About 50,000 home health care workers who have not yet been vaccinated can lose their jobs or leave on Thursday, according to RT Schwabe, CEO and co-founder of Premier Home Health Care.
If home health agencies needed to eliminate non-vaccinated workers, patients could lose care because companies like them would not be able to find replacements quickly due to labor shortages, which would severely hit health care, he said.
Schwabe said Premier Home Health Care has tried to encourage workers to get shots, and the company’s vaccination rate is up to 90 percent.
But the industry needs more time to look after vulnerable patients, who said they are applying for a temporary injunction to block the order.
The statistic of 50,000 non-vaccinated home-care workers statewide sounds right to Cathy Fabrio, CEO and President of the Trade Association of New York State Association of Health Care Providers, which represents the home care industry.
Home-care staffing agencies are “prioritizing their high-risk patients” and “moving caseloads to accommodate their patients as much as possible,” he said.
“But we are paying close attention to the clock,” he said.
Home-care staff will have to work overtime to cover patients if the state refuses to budge on Thursday’s deadline, he said, “but they are already working overtime throughout this epidemic.”
“They’re tired. They’re drowning, and we need some relief,” he said, noting that a large number of home-care workers are quitting their jobs during the epidemic and that the vaccine order only harms employees.
A similar vaccination order for some of the organization’s health workers, such as hospitals, which came into effect last month has led to some widespread layoffs and suspensions.
Despite the shootings, Hochul said he would not bother with the matter.
And unlike hospital workers, Fabrio noted, home-care workers do not necessarily report to the office every day, adding a logistical challenge to collecting vaccine evidence as well.
Al Cardillo, president of the Home Care Association of New York, said Thursday that the number of non-vaccinated home-care workers who lost their jobs could exceed 50,000.
Surveys by her group suggest that 70,000 home-care assistants may not vaccinate on more than 6,000 nurses.
He said the governor’s irregular deadline was “not responsible.”
“The biggest problem is not the mandate,” he said. “The order is a question of application.”
The state has created an “all-or-nothing scenario,” he said, adding that the governor said “good for your services” for elderly and vulnerable people.

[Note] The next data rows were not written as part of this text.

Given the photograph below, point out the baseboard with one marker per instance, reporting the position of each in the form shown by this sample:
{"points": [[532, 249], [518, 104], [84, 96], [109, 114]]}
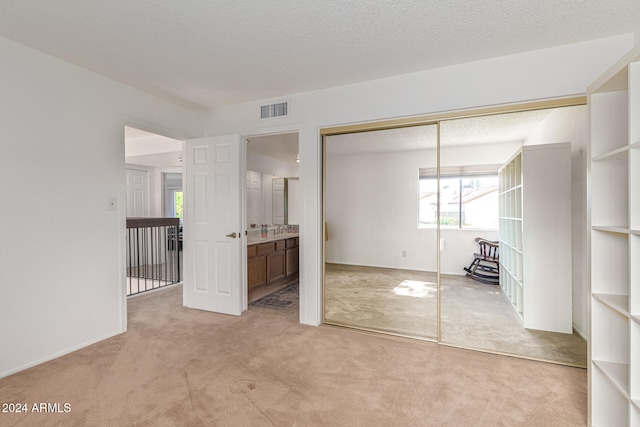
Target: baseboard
{"points": [[56, 355]]}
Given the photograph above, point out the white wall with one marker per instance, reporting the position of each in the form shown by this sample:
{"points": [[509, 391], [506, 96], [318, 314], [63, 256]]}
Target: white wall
{"points": [[62, 261], [268, 165], [571, 125], [550, 73]]}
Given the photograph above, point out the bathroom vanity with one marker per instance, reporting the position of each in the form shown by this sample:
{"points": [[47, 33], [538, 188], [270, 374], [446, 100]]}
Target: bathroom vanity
{"points": [[273, 262]]}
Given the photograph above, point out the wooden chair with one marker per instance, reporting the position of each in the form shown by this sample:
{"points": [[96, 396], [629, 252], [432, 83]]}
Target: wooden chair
{"points": [[485, 267]]}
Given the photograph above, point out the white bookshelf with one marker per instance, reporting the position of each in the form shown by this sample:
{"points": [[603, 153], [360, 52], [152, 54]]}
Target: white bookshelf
{"points": [[535, 236], [615, 254]]}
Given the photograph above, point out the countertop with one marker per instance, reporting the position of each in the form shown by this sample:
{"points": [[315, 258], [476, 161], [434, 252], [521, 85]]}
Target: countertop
{"points": [[254, 240]]}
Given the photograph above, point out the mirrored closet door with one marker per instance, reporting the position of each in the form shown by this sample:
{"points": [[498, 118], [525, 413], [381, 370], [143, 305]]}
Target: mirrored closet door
{"points": [[472, 235]]}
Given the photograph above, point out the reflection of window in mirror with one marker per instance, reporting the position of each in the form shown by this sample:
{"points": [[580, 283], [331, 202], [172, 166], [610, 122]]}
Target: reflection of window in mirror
{"points": [[465, 201]]}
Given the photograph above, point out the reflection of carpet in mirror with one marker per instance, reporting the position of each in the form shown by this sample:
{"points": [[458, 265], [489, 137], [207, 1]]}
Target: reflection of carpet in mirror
{"points": [[474, 315], [283, 302]]}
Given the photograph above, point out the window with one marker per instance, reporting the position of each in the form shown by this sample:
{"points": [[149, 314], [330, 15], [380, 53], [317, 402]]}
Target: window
{"points": [[465, 201]]}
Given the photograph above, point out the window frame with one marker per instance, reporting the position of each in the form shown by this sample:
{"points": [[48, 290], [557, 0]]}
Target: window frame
{"points": [[458, 174]]}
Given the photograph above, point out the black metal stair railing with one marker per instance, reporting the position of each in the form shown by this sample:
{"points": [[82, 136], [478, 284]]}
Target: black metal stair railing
{"points": [[154, 247]]}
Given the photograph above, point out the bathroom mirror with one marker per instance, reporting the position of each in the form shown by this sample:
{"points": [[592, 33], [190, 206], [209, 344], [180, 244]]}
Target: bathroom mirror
{"points": [[285, 202]]}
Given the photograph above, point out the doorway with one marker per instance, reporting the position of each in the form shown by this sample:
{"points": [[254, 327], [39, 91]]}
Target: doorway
{"points": [[153, 165], [272, 202]]}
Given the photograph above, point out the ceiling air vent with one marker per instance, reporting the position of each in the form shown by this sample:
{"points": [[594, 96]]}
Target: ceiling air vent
{"points": [[274, 110]]}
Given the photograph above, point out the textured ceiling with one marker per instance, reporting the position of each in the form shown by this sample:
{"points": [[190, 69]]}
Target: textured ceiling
{"points": [[206, 54]]}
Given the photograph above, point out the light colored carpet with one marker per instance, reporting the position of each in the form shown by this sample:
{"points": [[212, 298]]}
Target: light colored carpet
{"points": [[177, 366], [474, 315]]}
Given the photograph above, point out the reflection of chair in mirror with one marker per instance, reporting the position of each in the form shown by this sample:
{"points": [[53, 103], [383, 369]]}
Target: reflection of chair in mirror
{"points": [[485, 268]]}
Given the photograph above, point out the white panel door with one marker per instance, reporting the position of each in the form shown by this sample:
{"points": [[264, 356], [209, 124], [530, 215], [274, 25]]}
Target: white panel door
{"points": [[212, 232]]}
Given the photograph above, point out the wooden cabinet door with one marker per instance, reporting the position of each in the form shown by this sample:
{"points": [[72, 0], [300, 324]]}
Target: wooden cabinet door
{"points": [[275, 266], [292, 261], [257, 272]]}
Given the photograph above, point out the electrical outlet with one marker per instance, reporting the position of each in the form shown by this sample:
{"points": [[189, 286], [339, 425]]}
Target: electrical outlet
{"points": [[112, 203]]}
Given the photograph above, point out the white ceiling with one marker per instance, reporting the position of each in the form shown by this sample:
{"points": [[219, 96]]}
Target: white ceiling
{"points": [[205, 54], [148, 149]]}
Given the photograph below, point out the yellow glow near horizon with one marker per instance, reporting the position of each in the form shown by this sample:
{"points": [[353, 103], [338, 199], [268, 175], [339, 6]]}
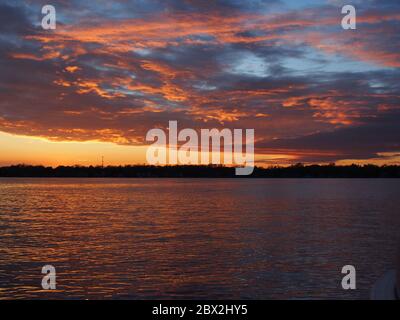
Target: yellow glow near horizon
{"points": [[39, 151]]}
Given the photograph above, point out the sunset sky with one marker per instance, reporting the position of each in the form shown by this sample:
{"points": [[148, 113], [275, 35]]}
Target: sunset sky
{"points": [[112, 70]]}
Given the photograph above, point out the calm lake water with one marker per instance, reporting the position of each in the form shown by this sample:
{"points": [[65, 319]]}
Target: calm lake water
{"points": [[196, 238]]}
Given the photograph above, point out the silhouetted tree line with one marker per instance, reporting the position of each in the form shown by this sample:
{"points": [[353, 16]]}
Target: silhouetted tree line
{"points": [[210, 171]]}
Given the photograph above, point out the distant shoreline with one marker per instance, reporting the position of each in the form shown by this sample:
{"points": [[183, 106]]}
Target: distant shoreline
{"points": [[210, 171]]}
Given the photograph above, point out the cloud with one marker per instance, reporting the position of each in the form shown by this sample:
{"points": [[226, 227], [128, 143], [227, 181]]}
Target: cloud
{"points": [[112, 71]]}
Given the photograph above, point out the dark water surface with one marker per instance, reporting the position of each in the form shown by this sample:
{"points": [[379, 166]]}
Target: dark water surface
{"points": [[196, 238]]}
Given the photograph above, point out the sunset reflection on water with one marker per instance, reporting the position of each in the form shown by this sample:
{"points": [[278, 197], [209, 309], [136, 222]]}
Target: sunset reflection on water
{"points": [[195, 238]]}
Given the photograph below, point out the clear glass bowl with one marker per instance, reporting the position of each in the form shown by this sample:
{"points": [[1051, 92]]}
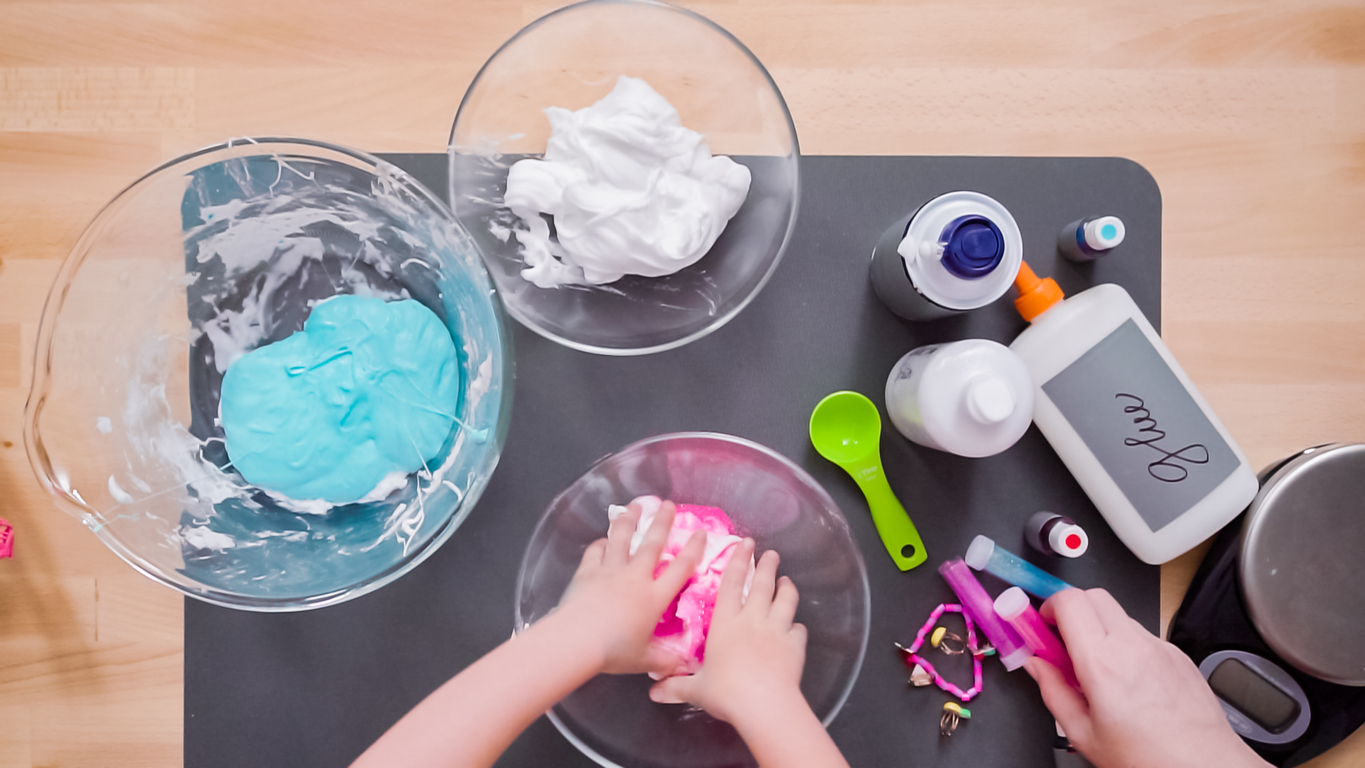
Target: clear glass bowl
{"points": [[572, 59], [769, 498], [212, 255]]}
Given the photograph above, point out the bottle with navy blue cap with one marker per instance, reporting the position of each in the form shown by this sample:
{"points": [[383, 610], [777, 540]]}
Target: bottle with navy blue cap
{"points": [[956, 253]]}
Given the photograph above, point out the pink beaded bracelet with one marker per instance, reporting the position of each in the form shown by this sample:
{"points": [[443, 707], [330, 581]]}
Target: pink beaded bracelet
{"points": [[913, 658]]}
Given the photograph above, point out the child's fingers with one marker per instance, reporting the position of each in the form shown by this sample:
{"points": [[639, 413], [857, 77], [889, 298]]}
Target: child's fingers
{"points": [[593, 554], [1064, 701], [729, 596], [619, 535], [676, 574], [765, 576], [673, 690], [655, 538], [785, 602]]}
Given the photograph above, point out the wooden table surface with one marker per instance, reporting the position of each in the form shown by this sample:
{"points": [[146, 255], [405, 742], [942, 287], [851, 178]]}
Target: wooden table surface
{"points": [[1249, 115]]}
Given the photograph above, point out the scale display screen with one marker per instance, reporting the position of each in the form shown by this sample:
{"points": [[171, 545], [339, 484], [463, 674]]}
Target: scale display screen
{"points": [[1255, 696]]}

Cardillo and everyone who posted with this story said he was in favor of promoting vaccines, but he urged the governor to reconsider the deadline.

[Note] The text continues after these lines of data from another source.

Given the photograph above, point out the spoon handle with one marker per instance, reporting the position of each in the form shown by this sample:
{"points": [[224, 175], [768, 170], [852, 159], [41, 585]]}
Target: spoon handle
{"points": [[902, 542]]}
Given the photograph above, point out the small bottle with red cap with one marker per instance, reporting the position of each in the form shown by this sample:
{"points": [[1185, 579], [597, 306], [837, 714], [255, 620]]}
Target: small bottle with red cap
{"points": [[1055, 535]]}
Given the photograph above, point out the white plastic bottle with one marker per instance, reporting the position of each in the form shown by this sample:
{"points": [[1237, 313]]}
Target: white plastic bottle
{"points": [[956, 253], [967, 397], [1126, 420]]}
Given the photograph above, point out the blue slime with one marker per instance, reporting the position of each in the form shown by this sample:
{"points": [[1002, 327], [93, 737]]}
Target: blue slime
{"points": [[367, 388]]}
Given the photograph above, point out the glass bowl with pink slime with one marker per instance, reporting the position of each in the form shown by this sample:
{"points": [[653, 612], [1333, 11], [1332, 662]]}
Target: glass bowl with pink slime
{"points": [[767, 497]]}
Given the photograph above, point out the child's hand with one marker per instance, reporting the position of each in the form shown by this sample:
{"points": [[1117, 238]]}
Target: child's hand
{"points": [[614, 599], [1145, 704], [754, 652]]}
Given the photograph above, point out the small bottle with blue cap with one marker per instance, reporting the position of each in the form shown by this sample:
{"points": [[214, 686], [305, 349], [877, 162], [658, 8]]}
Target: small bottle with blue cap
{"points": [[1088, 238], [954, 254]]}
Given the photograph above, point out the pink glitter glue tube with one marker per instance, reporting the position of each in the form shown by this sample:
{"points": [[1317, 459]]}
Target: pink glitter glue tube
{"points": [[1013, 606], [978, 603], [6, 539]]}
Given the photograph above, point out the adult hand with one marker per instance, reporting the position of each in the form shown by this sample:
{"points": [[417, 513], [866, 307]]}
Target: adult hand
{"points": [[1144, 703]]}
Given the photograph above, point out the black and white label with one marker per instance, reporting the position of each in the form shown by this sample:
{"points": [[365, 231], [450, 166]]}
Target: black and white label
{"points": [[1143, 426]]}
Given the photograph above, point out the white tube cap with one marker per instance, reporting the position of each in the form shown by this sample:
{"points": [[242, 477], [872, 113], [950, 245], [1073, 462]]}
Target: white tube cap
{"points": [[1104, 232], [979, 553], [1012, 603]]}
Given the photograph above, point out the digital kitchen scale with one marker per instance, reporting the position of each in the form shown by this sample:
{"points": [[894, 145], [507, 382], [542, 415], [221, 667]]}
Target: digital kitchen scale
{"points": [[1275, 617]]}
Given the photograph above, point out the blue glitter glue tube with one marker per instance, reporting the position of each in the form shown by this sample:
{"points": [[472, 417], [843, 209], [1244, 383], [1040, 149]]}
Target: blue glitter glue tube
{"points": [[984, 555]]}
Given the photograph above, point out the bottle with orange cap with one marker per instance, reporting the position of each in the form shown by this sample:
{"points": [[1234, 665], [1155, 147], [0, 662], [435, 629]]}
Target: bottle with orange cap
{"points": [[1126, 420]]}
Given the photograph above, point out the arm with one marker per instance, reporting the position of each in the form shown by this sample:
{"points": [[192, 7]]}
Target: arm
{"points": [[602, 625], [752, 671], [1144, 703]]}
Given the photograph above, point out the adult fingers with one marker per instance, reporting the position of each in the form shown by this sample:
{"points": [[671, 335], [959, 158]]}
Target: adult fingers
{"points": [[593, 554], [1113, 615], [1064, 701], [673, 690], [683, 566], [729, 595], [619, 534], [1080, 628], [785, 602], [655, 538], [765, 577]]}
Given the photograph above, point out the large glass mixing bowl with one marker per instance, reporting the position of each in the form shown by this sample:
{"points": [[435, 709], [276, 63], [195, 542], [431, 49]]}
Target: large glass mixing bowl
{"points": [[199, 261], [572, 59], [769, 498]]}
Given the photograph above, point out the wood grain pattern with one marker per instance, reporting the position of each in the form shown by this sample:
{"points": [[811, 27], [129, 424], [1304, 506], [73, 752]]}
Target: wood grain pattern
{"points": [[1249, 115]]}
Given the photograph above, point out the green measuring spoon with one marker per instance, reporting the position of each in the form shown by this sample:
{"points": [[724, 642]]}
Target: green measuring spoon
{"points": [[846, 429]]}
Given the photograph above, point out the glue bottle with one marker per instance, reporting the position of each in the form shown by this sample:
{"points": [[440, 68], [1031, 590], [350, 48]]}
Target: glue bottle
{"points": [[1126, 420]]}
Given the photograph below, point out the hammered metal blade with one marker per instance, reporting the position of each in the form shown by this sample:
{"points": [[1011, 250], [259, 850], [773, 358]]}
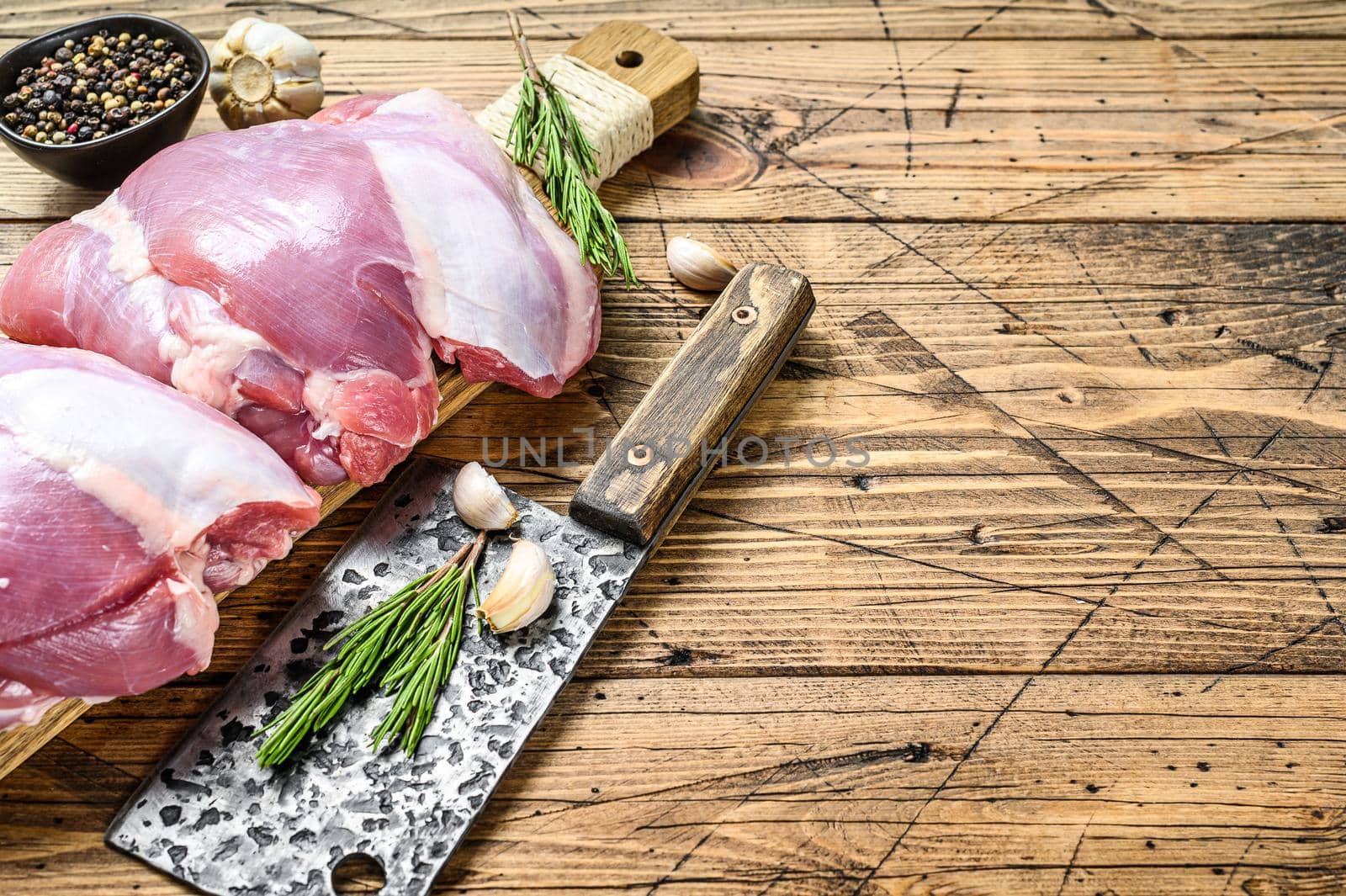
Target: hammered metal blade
{"points": [[209, 815]]}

In response to their and others’ pleas to address the upcoming labor shortage, states have relaxed the rules so that companies can tap outside home-care assistants and even military members to fill the gap.
But if thousands of workers were fired on Thursday, Cardillo said Friday there were definitely no replacements.

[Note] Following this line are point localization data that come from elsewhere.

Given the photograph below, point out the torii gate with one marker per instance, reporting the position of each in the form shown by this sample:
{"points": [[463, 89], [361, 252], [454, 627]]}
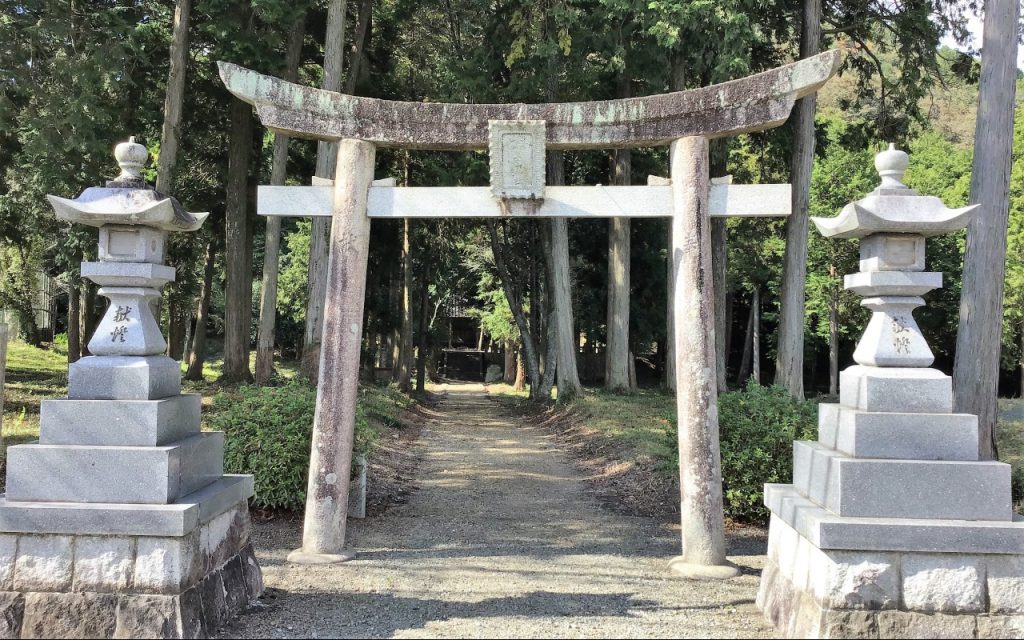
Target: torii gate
{"points": [[517, 136]]}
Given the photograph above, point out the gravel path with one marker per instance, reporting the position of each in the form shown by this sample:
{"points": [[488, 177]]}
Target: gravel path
{"points": [[502, 540]]}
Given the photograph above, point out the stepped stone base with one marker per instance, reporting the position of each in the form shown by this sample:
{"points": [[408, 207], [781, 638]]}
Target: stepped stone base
{"points": [[123, 586], [810, 592]]}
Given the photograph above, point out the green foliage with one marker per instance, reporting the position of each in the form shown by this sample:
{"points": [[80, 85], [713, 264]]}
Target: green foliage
{"points": [[268, 433], [757, 427]]}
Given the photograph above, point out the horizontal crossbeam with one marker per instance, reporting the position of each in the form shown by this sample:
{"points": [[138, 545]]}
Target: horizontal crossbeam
{"points": [[559, 202]]}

When reached for comment, Hochul’s office referred the post to the Department of Health.
“Getting vaccinated is critical for health workers to protect themselves and the vulnerable populations they care for, and we will continue to work with providers and stakeholders to protect quality patient care,” said Jill Montag, a DOH spokeswoman.
“We are encouraged by the increasing number of hospital and nursing home staff who have been vaccinated in the weeks and days before their vaccine mandatory deadline, and we expect health workers to receive at least one vaccine dose October 7.”